Appendix: Generating accurate alignments
In order to generate a set of accurate alignments, positions of alignments generated by tandemMapper were compared to the positions of read alignments in cenX assembly generated by centroFlye. It turned out that some tandemMapper alignments differ from centroFlye alignments. This likely caused either by incorrect read-to-centromere mapping (generated by tandemMapper) or erroneous recruitment of non-cenX reads to cenX (provided by centroFlye). We thus filtered out reads with differing starting positions (by more than 2 kbp) of tandemMapper and centroFlye alignments, resulting in 1442 read alignments.
Appendix: Detailed analysis of errors in string decomposition
Most alignment errors between monoreads and monocentromere for both SD and AC approaches occur due to inconsistencies between (inaccurate) reads and (accurate) centromere assembly.
Since 91% of mismatches for the AC approach are monomer-gap mismatches (Table 1), we analyzed monomers predicted by SD but missed by AC. All SD monomer alignments that have overlap longer than 100 bp with some gap symbol (“?”) output by AC were considered. All monomer predicted by SD were divided into three groups: (i) the highest-scoring monomer is a true monomer, (ii) the second highest-scoring monomer is a true monomer, and (iii) none of the two highest-scoring monomers is a true monomer. Figure S3 presents the scatter-plot of the scores of the highest-scoring and the second highest-scoring monomers for each group (left) and the distribution of their differences (right). All alignments have relatively low identity (below 85%) as compared to the average identity of all monomers (93%). However, the highest-scoring monomer is correct in ∼99% of cases and the difference in identity between the highest-scoring and the second-highest scoring monomers is rather substantial (more than 4% in most cases). Both the highest-scoring and the second-highest scoring monomers are incorrect in approximately 0.3% of cases.
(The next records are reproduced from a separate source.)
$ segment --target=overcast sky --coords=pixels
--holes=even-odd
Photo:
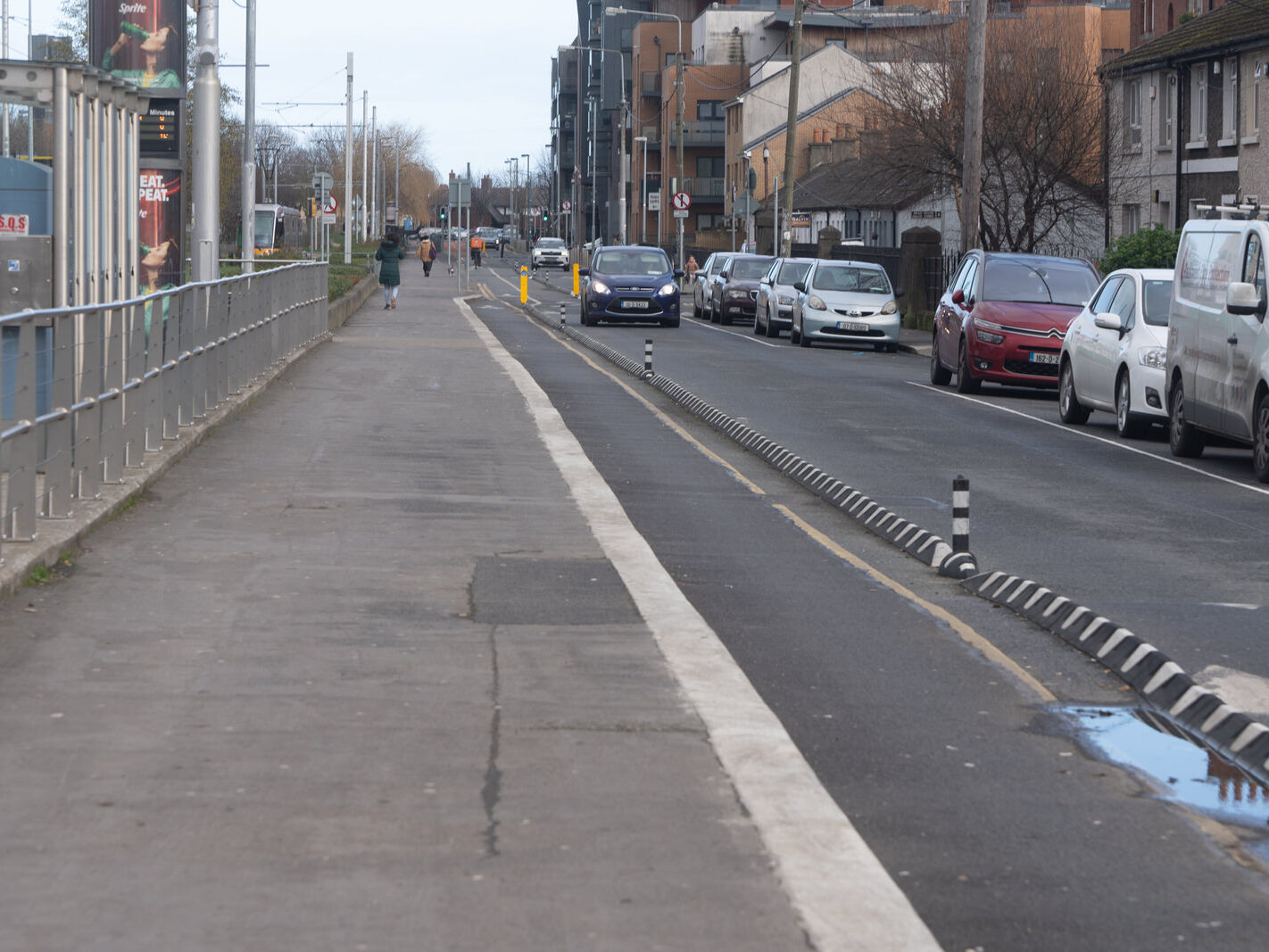
[[[27,50],[27,6],[9,0],[15,58]],[[58,33],[58,6],[33,0],[32,32]],[[221,62],[242,63],[246,0],[221,0],[220,11]],[[501,174],[522,152],[537,164],[551,141],[551,57],[576,33],[574,0],[258,0],[256,118],[343,126],[352,52],[354,123],[364,90],[381,126],[424,131],[442,178],[468,162],[473,174]],[[221,70],[240,93],[242,81],[241,69]]]

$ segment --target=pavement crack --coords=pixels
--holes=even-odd
[[[503,729],[503,697],[497,671],[497,627],[489,632],[490,652],[490,694],[492,711],[489,725],[489,760],[485,765],[485,784],[481,787],[481,801],[485,803],[485,856],[495,857],[497,852],[497,805],[503,796],[503,770],[497,765]]]

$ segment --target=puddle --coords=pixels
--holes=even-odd
[[[1221,823],[1269,836],[1269,787],[1207,748],[1173,734],[1159,715],[1128,707],[1075,707],[1079,740],[1093,755],[1145,774],[1156,795]],[[1251,847],[1253,844],[1247,844]],[[1269,861],[1269,840],[1253,847]]]

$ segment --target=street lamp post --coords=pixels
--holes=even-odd
[[[643,161],[640,165],[638,207],[642,223],[638,227],[638,241],[647,244],[647,136],[634,136],[636,142],[643,143]]]
[[[674,109],[674,127],[679,138],[678,149],[678,179],[675,182],[674,190],[683,188],[683,18],[673,13],[660,13],[657,10],[627,10],[624,6],[608,6],[604,9],[604,15],[610,17],[619,13],[633,13],[638,17],[660,17],[662,19],[674,20],[678,23],[678,36],[679,36],[679,53],[675,58],[675,85],[678,86],[675,95],[675,109]],[[624,95],[626,84],[622,84],[622,93]],[[678,235],[679,235],[679,269],[683,269],[683,218],[675,218],[678,222]]]

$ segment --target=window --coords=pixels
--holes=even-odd
[[[1239,61],[1230,57],[1221,69],[1221,141],[1239,135]]]
[[[726,174],[726,162],[721,155],[697,156],[697,178],[721,179]]]
[[[1132,235],[1133,232],[1141,231],[1141,206],[1126,204],[1123,207],[1121,221],[1124,235]]]
[[[1190,142],[1207,145],[1207,63],[1190,66]]]
[[[1159,88],[1159,145],[1171,149],[1176,132],[1176,77],[1160,74]]]
[[[1141,80],[1134,79],[1128,81],[1128,89],[1126,91],[1127,102],[1124,103],[1124,118],[1127,119],[1127,128],[1124,129],[1124,147],[1131,150],[1141,149]]]

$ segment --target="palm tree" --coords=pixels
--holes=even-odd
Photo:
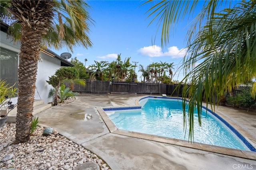
[[[139,65],[139,71],[142,72],[142,76],[143,76],[143,83],[149,81],[149,67],[148,65],[146,68],[141,64]],[[145,81],[146,80],[146,81]]]
[[[0,5],[1,20],[10,25],[14,40],[20,40],[16,142],[24,142],[30,136],[41,47],[72,51],[74,45],[91,46],[87,35],[92,20],[83,1],[7,0]]]
[[[166,67],[168,69],[168,71],[169,71],[169,76],[170,76],[170,79],[171,80],[171,83],[172,82],[172,69],[174,69],[173,67],[173,63],[167,63],[166,64]]]
[[[106,61],[101,61],[100,62],[94,61],[94,62],[95,64],[92,64],[88,67],[88,69],[91,68],[94,71],[91,76],[92,77],[98,77],[100,80],[103,81],[104,70],[106,69],[109,63]]]
[[[171,26],[180,16],[194,11],[198,2],[162,1],[148,10],[150,16],[156,16],[154,20],[160,17],[157,21],[162,24],[162,47],[169,42]],[[185,75],[182,81],[185,82],[183,97],[189,99],[188,113],[185,111],[185,103],[183,105],[184,126],[188,120],[191,139],[196,108],[201,124],[203,98],[212,105],[214,94],[219,101],[222,95],[236,85],[256,75],[256,1],[238,1],[233,6],[231,3],[206,1],[188,33],[188,52],[183,60]],[[221,5],[227,8],[216,12]],[[203,22],[206,24],[203,24]],[[200,64],[196,64],[202,60]],[[256,83],[252,89],[252,95],[255,97]]]

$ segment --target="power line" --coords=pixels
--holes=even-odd
[[[136,66],[136,65],[137,63],[138,63],[138,62],[137,62],[137,61],[132,61],[132,62],[133,63],[135,63],[135,67],[134,67],[134,73],[136,73],[136,72],[135,72],[135,68],[136,68],[136,67],[137,67],[137,66]]]

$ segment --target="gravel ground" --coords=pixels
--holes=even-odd
[[[70,97],[60,105],[75,99]],[[0,128],[0,170],[73,170],[78,164],[89,162],[98,164],[101,170],[110,170],[97,155],[81,146],[56,131],[50,135],[43,136],[43,127],[38,127],[29,141],[12,145],[15,124],[4,125]]]

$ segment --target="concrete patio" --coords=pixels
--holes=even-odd
[[[210,147],[211,151],[202,150],[191,148],[193,146],[179,146],[183,142],[170,142],[163,138],[156,139],[162,142],[156,142],[152,135],[119,130],[111,127],[104,117],[104,113],[100,113],[102,107],[134,106],[136,100],[144,96],[126,94],[81,95],[76,96],[76,100],[71,103],[52,107],[36,115],[39,117],[40,125],[52,127],[81,144],[100,156],[113,170],[232,170],[241,169],[242,167],[256,169],[255,152],[234,151],[236,150],[218,147]],[[223,107],[215,109],[216,113],[256,147],[255,113]],[[85,114],[91,115],[92,119],[87,121]],[[209,145],[200,145],[203,150],[204,147],[209,147]],[[214,149],[224,149],[230,155],[216,153]],[[241,156],[230,156],[238,151]]]

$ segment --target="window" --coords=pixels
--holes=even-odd
[[[18,53],[0,47],[0,79],[18,87]]]

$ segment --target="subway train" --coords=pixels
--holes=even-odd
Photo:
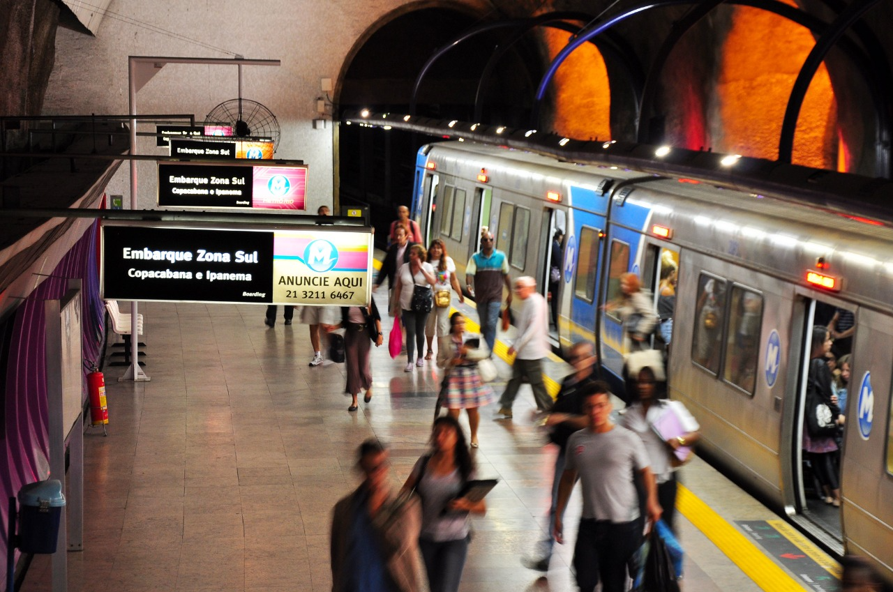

SD and AC made 15 (21) gap-insertions, 1(8) monomer-insertions, and 115 (157) monomer-deletions. Most such errors arise in corrupted regions of reads with low alignment quality — the identities of flanking monomers located next to such region usually falls below 80%. AC has more insertions (deletions) than SD, as the run of “?” identified by AC are sometimes longer (shorter) than the correct number of monomers in the run.